KS: David, this is all so phenomenal and precise. Thank you for this sharing and your wisdom. One thing I like to ask every writer I interview is they’ll share a “tiny moment” from their writing career with us. “Tiny moment” is the phrase I use for a moment/experience/millisecond in time that has stayed lodged in your memory. If you can, try to share what “before” or “after” were like for you, as you render this memorable moment and why you think it influenced you as a writer.

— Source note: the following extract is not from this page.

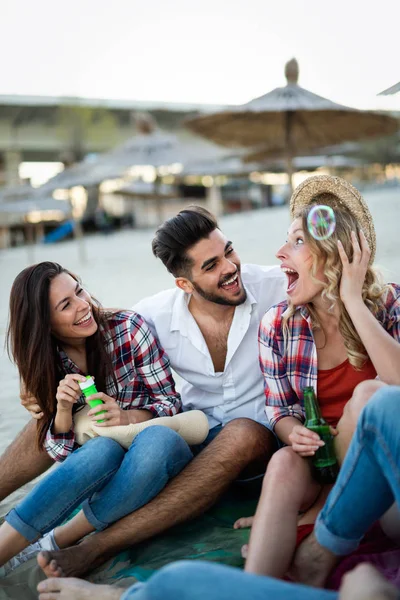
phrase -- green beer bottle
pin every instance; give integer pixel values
(88, 388)
(325, 463)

DSM: The very best moment in my writing career was meeting the amazing short-story writer and activist Grace Paley. We’d been chatting about a story of mine and I asked her how she revises for voice, since she’s a genius at voices. She paused and stared into my eyes and said, “First, you have to see past your bullshit.” The bigness of that statement is huge. I didn’t think of writing like that. I still thought that successful writing was my keyboard taking perfect dictation from my brilliant brain. Afterwards, I saw and see writing as an opportunity to slip past my bullshit (cultural, social, racial, gender, orientation). Seeing past your bullshit is frequently how I’ve taught essay and memoir (to mixed results). I just feel like I live with the lies and self-justifications that make life passable or palatable. I don’t want my writing to be just another vehicle for those lies.

KS: Let’s end by celebrating the work of another author. Tell us about book(s) that recently rocked your world, and why.

DSM: I love Thea Lim’s novel An Ocean of Minutes. It’s a lovely meditation on things that seem incongruous class, race, love, memory, and the debts and credits that create a relationship. And time travel. It’s phenomenal. Gillian Flynn’s Sharp Objects is that rare example of a fantastic novel (to me, Flynn’s best) made into an outstanding television show, written and overseen by the author herself. Each interpretation is excellent in the use and awareness of its medium. I’ve loved Flynn for years. Now I’m in awe of her. Mat Johnson’s Pym is one of my fave books. Same with VictorLaValle’s Big Machine. They are these gorgeous contraptions full of mystery and weirdness and depth. I geek out a lot about Virginia Woolf and James Baldwin. W.G. Sebald and Teju Cole. Susan Sontag and Hilton Als. F. Scott Fitzgerald & Nathanael West. I like to cross-read a lot and these writers bring out a lot out of each other.

KS: Thank you so much, David! I’m enthralled with your writing.

Showing 2 comments
  • Judy Childs
    Reply

    “First, you have to see past your bullshit.” Yes, our minds “protect” and lie to us. Katey, I am so grateful that you bring truthful, humble writers into my life. Maclean’s voice is so powerful and this interview sheds even more light into that power. Love his use of the word “agency.” While I go on my path in life, I assign blame to myself. My person history itself has agency. “The world is a tricky mixture of chaos and order.” Thank you, David Maclean.

  • Ron Bloodworth
    Reply

    The take home message for me in the interview was the reminder that the best writing is a process of discovery. To paraphrase Robert Frost: no discovery for the writer, no discovery for the reader. It’s our willingness as writers to let the writing go where it wants to go. This is a stance of surrender, vulnerability, and openness to what emerges rather than a ridgid allegiance to our preconceived notions of what we started out to do. The process of reading then becomes a journey of co-creation between the writer and the reader, a journey of discovery that reflects both the chaos and order of our lives.